Yep. I will get married. Inshaa Allah.

Sebenernya dulu waktu jaman-jaman masih SMA aku udah punya rencana buat nikah muda, walau dulu belum kepikiran bakal nikah di umur segini, aku emang berencana pengen nikah di usia 22 tahun. Kemudian setelah aku kuliah dimana alhamdulillah aku bisa kuliah di STAN yang hanya memakan waktu 1 tahun, aku mulai memikirkan ulang kapan waktu yang pas untuk  nikah. Waktu itu karena doktrin (yaelah doktrin) temen-temen yang bilang enaknya sebelum nikah ya lanjut kuliah dulu biar ngga males, aku memutuskan untuk menikah di umur 23. Tapi karena sifat aku yang banyak mikir kesana kemari (labil rek), setelah aku lulus dan mulai memasuki masa-masa OJT alias magang, setiap ada pikiran memulai hubungan tuh bawaannya pasti nanya ke si cowok "emang rencananya kapan pengen nikah?". Kebayang ngga cowok umur 20 di tembak pertanyaan begitu sama cewek atau gebetannya?

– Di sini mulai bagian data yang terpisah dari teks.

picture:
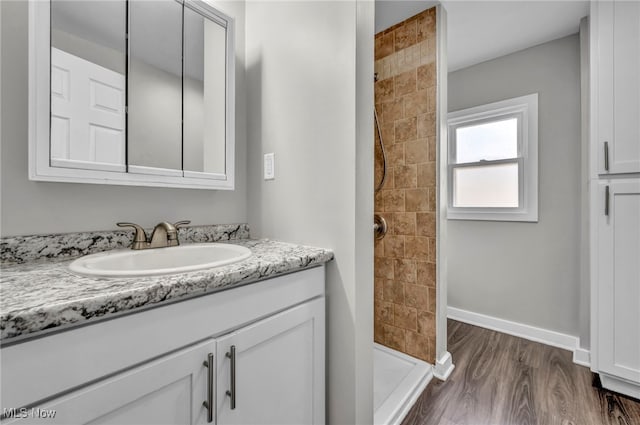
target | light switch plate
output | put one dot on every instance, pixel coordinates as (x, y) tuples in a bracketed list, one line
[(269, 166)]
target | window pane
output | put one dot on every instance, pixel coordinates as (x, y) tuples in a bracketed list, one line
[(488, 141), (493, 186)]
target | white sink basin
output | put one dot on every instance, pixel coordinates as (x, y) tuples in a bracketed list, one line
[(150, 262)]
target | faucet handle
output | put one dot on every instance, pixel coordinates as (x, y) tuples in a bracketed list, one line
[(140, 238), (179, 224)]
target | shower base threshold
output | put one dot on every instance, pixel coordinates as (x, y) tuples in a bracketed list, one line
[(398, 381)]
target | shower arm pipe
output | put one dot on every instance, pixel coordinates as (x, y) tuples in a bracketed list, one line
[(384, 155)]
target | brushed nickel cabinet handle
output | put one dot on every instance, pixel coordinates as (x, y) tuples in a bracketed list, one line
[(232, 392), (209, 403)]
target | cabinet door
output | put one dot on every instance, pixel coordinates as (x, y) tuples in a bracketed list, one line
[(619, 281), (169, 390), (617, 52), (279, 369)]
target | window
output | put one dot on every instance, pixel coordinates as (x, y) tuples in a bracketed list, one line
[(493, 161)]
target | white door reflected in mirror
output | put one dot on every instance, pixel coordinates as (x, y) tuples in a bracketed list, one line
[(133, 93)]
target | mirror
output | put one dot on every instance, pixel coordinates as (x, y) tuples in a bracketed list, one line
[(155, 87), (134, 92), (204, 93)]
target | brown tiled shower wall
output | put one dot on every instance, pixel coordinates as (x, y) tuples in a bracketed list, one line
[(405, 260)]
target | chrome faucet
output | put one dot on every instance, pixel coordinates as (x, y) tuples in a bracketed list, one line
[(164, 235)]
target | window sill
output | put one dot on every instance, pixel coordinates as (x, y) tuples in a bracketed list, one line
[(522, 216)]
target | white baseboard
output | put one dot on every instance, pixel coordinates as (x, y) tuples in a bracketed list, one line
[(582, 357), (532, 333), (444, 366)]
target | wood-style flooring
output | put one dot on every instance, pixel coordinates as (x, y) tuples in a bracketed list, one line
[(504, 380)]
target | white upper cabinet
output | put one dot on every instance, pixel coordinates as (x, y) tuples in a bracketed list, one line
[(138, 92), (615, 81)]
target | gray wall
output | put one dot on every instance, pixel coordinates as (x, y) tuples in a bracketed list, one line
[(526, 272), (314, 114), (37, 207)]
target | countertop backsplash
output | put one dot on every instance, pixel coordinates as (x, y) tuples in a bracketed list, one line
[(23, 249)]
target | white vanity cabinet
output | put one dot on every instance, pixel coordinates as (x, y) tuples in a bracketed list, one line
[(617, 292), (159, 366), (276, 370), (615, 67), (614, 182), (169, 390)]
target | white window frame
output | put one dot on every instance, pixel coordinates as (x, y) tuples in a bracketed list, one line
[(525, 109)]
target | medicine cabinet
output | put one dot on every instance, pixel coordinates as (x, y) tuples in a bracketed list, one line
[(134, 92)]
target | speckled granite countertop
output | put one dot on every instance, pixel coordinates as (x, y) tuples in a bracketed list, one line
[(38, 296)]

Hahaha. Tapi saat itu aku emang mikir, harusnya ketika cowok ngajak memulai suatu hubungan kan pasti orientasinya ke pernikahan, terus buat apa lama-lama? Belum siap? Kalo belum siap ngapain pacaran. Lagian kesiapan itu tergantung niat kita, karena yang namanya nikah kan mau umur berapa aja semua pasti belum punya pengalaman, ya kecuali kalo kalian nikahnya sama janda atau duda itu beda cerita. Di tambah aku udah kerja, pemikiran buat ngga usah punya hubungan yang kebanyakan drama kaya remaja labil semakin kuat di dalam dada. Hingga akhirnya ketemulah aku sama abangku sekarang, yang menyanggupi keinginanku ketika di bulan-bulan awal kita punya hubungan aku minta buat ke jenjang serius aja. Dan alhamdulillah sampe sekarang aku cocok-cocok aja, ngga perlu bertahun-tahun untuk mengenal dia buat akhirnya berani buat nikah kok, that's depend on yourself. Pertengkaran pasti ada, kembali gimana cara aku dan pasanganku buat menyikapinya.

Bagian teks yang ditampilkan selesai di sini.